ペイガニズムの倫理と資本主義の精神 ――浪人ですが東インド会社に就職しました――

3-2. 僕のちんちんが爆発しました

エピソードの総文字数=7,860文字

 爆発した。文字通り爆発した。爆発四散した。

 伊織介の男性器は、破裂してバラバラに飛び散った。赤い飛沫になった微かな肉片が四方に飛び散って、あたりを汚した。

「……どうしてこうなった」

 そう言ったのは、憮然とした表情で仁王立ちする四十代ほどの髭面男――リチャードソンである。

 当の伊織介本人はといえば、部屋の隅で蹲って泣いていた。もはや言葉を発する気力は消え失せていた。同じ男性の立場からリチャードソンが伊織介の言葉を代弁してくれることだけが救いだった。

「どうしてこうなったのか、と聞いているのである」

 半ば呆れ果てた口調で詰問するリチャードソンの前に正座させられているのは、ル=ウとフランの魔女二人組。そう、正座であった。
 腰に二本の名刀――男性器の比喩ではなく、文字通りの――を差し、私室に「雲雨巫山」と書かれた掛け軸をすら飾っているリチャードソンは、説教の際には正座させることを好む。

 ここはリチャードソンの私室の隣、本来は作戦会議等に用いられる士官室(ワードルーム)。その手狭な床に正座させられ、ル=ウとフランは悶えながら俯いている。
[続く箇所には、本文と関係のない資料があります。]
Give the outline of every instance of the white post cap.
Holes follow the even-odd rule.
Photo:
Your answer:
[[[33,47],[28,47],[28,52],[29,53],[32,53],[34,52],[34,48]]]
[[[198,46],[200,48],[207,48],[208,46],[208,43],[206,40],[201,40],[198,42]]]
「……わ、(わたくし)だって! (わたくし)だって、日本人の奴隷に命令とかしてみたかったのですわ!」
 先に口を開いたのはフランだった。両手をぶんぶん振るうジェスチャーがいちいち大袈裟だ。
「嘘をつけ! お前、イオリの男性器(モノ)尻穴(ケツ)に挿れようとしていただろうが!」
 ル=ウがフランに反論する。フランとは対照的に、既に脚が痺れているのか細かく震えて首一つ動かそうとしない。
「違っ、違いますわ! 確かに興味はありますが! いえそうではなくて! (わたくし)もその指揮棒を使って、そこら辺の水夫(ゴロツキ)と決闘させたり、鮫のいる海域を泳がせたり、竜骨潜りをさせたりしてみたかっただけですわ!」
 ……洒落にならない話題に、伊織介はいっそう縮こまる。
「これは指揮棒じゃないんだよ、アホ! だいたい命令がしたけりゃ、自分で奴隷を調達しろ!」
「いいじゃありませんか、減るものでも無しに!」
「お前に貸したら絶対に尻穴(ケツ)に挿して、永久に取れなくなるだろ!」
「はぁーん!? (わたくし)の括約筋を舐めないで頂きたいですわね? 甘蕉(バナナ)は元よりキャロット(ニンジン)程度ならば、バラバラに圧し折り砕いてくれますわ!!」
「今は尻穴(ケツ)の締まりの話はしてないんだよバカ!! この尻穴直結(アナル)修道女(シスター)!」

「だまらっしゃい」
リチャードソンがぴしゃりと一喝。

「はい」「はい……」
 ル=ウとフランが一瞬で萎びて大人しくなる。

 ――二人の言い分を総合すると。

 ル=ウの所持する伊織介の男性器をフランが欲しがったことに端を発し、男性器の奪い合いが発生。腕力に勝るフランがル=ウの手から男性器を奪い取り、焦ったル=ウが緊急用の男性器自爆呪文を発動。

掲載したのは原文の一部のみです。